I remember her saying that sentence, because it seemed so unlike her to say something like that. It was a bitter statement of discontent, loneliness, and frustration. I had a very rare moment of wisdom, didn’t speak, and instead I handed her a paper towel that was laying on the table nearby.
“Thank you,” she said, for the act of kindness, and the ability to wipe her eyes.
“You know, Mike, one day soon, I mean look at him, he’s nearly five now, he’s going to be too big to rock like this, to hold onto like this, and one day he won’t want me to hold him, and he’ll push away to get down from my lap, and one day it will be the last time we do this together, like this, with him asleep and me holding him, and I don’t want to lose that moment when it happens,” she choked on the words.
The house was quiet, except for the sound of rain, lightly in the background now, and the rocker’s music, back and forth, back and forth, back and forth.

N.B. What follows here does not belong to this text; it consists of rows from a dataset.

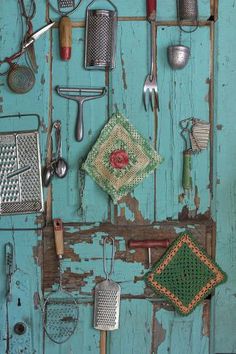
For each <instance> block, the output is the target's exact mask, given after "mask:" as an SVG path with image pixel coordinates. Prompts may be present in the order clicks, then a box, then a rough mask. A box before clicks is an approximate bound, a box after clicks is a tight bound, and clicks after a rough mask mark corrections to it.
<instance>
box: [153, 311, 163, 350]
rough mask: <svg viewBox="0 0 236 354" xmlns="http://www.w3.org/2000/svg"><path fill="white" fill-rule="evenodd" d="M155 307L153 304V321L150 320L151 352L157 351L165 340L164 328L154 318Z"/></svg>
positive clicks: (156, 319) (154, 316)
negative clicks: (158, 348)
mask: <svg viewBox="0 0 236 354" xmlns="http://www.w3.org/2000/svg"><path fill="white" fill-rule="evenodd" d="M156 311H157V308H156V306H155V305H154V306H153V322H152V348H151V354H152V353H158V348H159V346H160V345H161V343H163V342H164V341H165V338H166V330H165V329H164V328H163V327H162V325H161V324H160V322H159V321H158V320H157V318H156Z"/></svg>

“You’re going away, no one knows where, even you don’t, and your mama is going to lose track of where you are, and one day my son is going to do something like this, be gone, and I’ll be there wondering when the last time I’ll see him for a year, or longer, or never,” she whispered this fiercely, as if there was a rage inside of her fed by loss she felt coming.
I didn’t speak again, but left her in the moment. That moment, the time in which I could have said something, but didn’t, ended.
Two years later, I came back from the Army, a different person, someone who was not the same. I got a call the day after I returned. The woman had been murdered in a robbery. A daughter almost two, and a son that was nearly seven left behind.